January 17, 2026

The sculpture is already complete within the marble block, before I start my work. It is already there, I just have to chisel away the superfluous material.
- Michelangelo
Here’s a quick thought experiment. Let’s say you were given a SQL querySELECT * from orders WHERE id = 999
...and you needed to find a matching query from a list of queries below:
SELECT * FROM users WHERE id = 999SELECT * FROM teams WHERE id = 456SELECT * FROM orders WHERE id = 789Most engineers, particularly those coming from an ML background, see mock matching and come up with this approach - collect all possible candidates, score them all against the original query by cosine similarity, pick the query with the highest score.

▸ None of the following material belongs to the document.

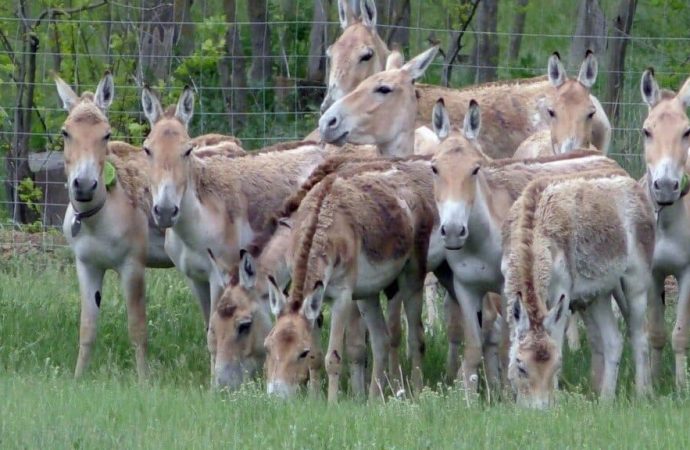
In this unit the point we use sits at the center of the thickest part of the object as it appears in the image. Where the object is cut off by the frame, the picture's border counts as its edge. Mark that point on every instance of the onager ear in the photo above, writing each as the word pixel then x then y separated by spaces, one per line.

Similarity scoring might give you these results:
users query: 0.92 similarityteams query: 0.89 similarityorders query: 0.94 similarityBy this logic, you would pick the orders query with 0.94 similarity.
But to throw a spanner in the works, what if the orders query is “used up” and unavailable to be matched? Or what if it's for a POST when you need a GET? Similarity scoring doesn't know about any of this context.
Over the course of building Tusk Drift, our CLI tool that records/replays live traffic for testing, the core technical challenge we faced was - when your service makes an outbound call during replay, which recorded mock should we return to serve as test data?
You might approach this thinking, "Use Levenshtein or embedding search." We thought that too initially, but it turned out to be sub-optimal. You solve this problem by expanding constraints, not similarity scoring.
Tusk Drift’s core value proposition is that it removes the need to manually mock API responses or set up complicated dependencies for integration tests. Therefore, a lot was riding on Tusk’s ability to select the correct recorded trace to replay against the developer’s changes when its tests run.
Tusk has to do this while encountering traces containing noisy inputs, repeated calls, and multiple protocols. At the same time, it needs to make sure matching happens fast enough to run inside every test (there can be thousands of tests in the suite).
After dogfooding Tusk Drift, we found that pure similarity scoring would fail obviously at times due to semantic constraints (GET vs POST), lifecycle constraints (pre-app-start vs. runtime), and temporal constraints (”used” vs “unused”).
We realized we needed to instead work backwards from exclusions. In other words, could we look at all the ways obviously-wrong matches could happen and create guardrails around them?
Some examples of guardrails to enforce:
/users to /teamsWhile working backwards to a solution isn’t always scalable, we are fortunate that the universe of ways a match could be obviously wrong is limited. So with another constraints in place for a match, you will very quickly get to an answer that is precise.
This then begs the question of the relative importance of these constraints. There are going to be stricter constraints that, if a match meets, should be considered a clear signal that the match is good. Then there’ll be looser constraints that are meant to help as a catch-all.
To get the full priority cascade (P1-14) above, we further split our matching algorithm into two orthogonal dimensions. In each case, the cascade of constraints prioritizes the most granular to the least granular.
The first axis is scope (where to search), where Tusk goes from Trace → Suite, while the second axis is criteria (what to match on), where it goes from Exact value → Reduced value → Schema. These compose independently. You can have "exact value at suite scope" or "schema match at trace scope."
Getting this right was important not just for running idempotent tests, but also for determining if Tusk Drift had uncovered an API regression or simply an intended schema change.
The match level (based on the above priority cascade) between the current and recorded request provides valuable signal as to whether a deviation is a regression. Consider these three scenarios:
The constraint metadata in each case tells us why this mock was chosen, which allows Tusk to make better judgement on how much the resulting deviation matters.
We’ve been throwing a lot of shade at similarity scoring, but we haven’t entirely forgone it. Where we find it most helpful is in playing the role of a tiebreaker.
At the end of the day, Tusk still computes Levenshtein distance to make an intelligent choice in the following scenarios where there are multiple matches for the constraint.
With that said, the reality is that in production, 89.6% of Tusk Drift requests never reach similarity scoring. They hit P1-P6 (exact/reduced input value hash matching) in the priority cascade before the best mock is chosen for replay testing.
Similarity scoring doesn't understand semantics. Constraints, on the other hand, encode this semantic knowledge. They're the boring part of your matching engine; you might not get excited about lifecycle filters or HTTP shape validation but they’ve earned their place.
If you're building any kind of complex matching system, whether its mocks, search, or recommendations, start first from figuring out what constraints prevent catastrophically wrong matches.
Build those constraints in first. Make them fail fast if possible. And layer them in a priority cascade so you can progressively relax them to find the best match. Similarity can then serve as the tiebreaker when multiple candidates pass the same constraints.
In our case, 9 out of 10 requests never reach similarity scoring. They hit exact or reduced input value hash matches at O(1). The algorithm degrades gracefully for the remaining 10%, but only after constraints have filtered the search space down from thousands of candidates to a handful.
Chisel away at the dataset, my fellow devs. The match is already in there.